Is this running a CPython fork, or how does the lineage tracking work? Are the values “x” and “y” in the quickstart example still simple Python int types, or are they a wrapped type?
The papers seem very interesting but even as an early adopter of tools like this I’d like to know what the limits and expectations are, and some docs would really help.
by baggiponte on 5/10/2023, 2:41:18 PM
Congratulations! I starred it a long time ago but never used it (sorry). But I do think this IS the way to go for Jupyter. I don't know how I could contribute to this - lack of time, but mostly knowledge, but I would love to find other ways to help.
by krawczstef on 5/10/2023, 8:53:05 PM
Reminds me of this project from Stitch Fix from years ago -- https://github.com/stitchfix/nodebook. Ahead of it's time I guess..
by uniqueuid on 5/10/2023, 10:21:05 AM
Reactivity is great. Is there any framework for using it without a REPL?
I.e. to define a DAG of tasks and have them executed as needed? I know existing workflow engines, and they are typically not reactive but rather work on batches.

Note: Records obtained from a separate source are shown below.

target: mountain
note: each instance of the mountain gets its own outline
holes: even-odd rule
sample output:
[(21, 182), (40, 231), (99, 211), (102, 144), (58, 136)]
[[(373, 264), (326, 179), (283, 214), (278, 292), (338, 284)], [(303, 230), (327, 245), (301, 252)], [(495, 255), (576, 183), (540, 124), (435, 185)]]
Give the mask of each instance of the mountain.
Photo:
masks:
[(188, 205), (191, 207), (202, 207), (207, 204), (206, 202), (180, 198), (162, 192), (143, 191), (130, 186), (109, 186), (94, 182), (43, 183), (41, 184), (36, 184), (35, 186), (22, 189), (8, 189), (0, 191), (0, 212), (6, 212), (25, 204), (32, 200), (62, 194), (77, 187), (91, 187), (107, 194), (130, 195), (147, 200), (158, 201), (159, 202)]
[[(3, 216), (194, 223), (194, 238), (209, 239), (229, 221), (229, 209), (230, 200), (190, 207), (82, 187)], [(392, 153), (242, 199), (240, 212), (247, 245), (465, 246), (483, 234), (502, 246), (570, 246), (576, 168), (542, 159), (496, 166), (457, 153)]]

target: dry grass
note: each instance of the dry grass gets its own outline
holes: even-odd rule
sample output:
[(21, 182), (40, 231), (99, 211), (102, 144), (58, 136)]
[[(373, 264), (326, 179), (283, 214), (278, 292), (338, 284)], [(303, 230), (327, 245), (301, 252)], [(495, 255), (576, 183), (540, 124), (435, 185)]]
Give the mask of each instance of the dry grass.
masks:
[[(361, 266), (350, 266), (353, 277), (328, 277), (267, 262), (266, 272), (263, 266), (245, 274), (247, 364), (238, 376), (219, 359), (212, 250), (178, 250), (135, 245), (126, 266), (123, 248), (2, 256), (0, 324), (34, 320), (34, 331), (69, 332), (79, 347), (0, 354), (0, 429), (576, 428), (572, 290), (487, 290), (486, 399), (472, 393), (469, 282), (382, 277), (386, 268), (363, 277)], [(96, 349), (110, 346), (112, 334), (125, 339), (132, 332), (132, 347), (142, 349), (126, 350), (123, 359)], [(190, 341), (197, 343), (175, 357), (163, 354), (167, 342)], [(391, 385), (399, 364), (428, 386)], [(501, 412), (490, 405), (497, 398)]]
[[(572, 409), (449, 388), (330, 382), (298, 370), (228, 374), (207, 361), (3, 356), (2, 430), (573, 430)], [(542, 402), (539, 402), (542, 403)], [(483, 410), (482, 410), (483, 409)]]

by vchuravy on 5/10/2023, 7:57:40 PM
How closely tied is this to Python? The need for reactivity is what drove the development for Pluto.jl, but it would be nice to have something like this for IJulia.jl as well.
by vchuravy on 5/10/2023, 7:57:40 PM
How closely tied is this to Python? The need for reactivity is what drove the development for Pluto.jl, but it would be nice to have something like this for IJulia.jl as well.
by quickthrower2 on 5/10/2023, 9:26:41 AM
That’s a pretty nice idea. The problem of knowing what state has been invalidated often drives me away from using a notebook. So it is nice to see this solved.
by TheAlchemist on 5/10/2023, 10:53:19 AM
Looks quite neat.
I'm getting the habit of regularly restart the kernel and re-run everything - just to make sure everything works as expected.
Hi -- author here. I just presented this work at JupyterCon 2023 so I figured it was time to advertise more broadly. There are a few rough edges but my hope is that, by making all the reactive behavior opt-in and only enabled for in-order execution (i.e., cells above the one I execute will never reactively execute by default), it can be predictable enough to be useful in practice.
There's still a long way to go to get e.g. full dataflow understanding of all the common libraries, understanding file paths, autoreload integration, etc., but after nearly 3 years of on-and-off development I think it's finally useable-ish.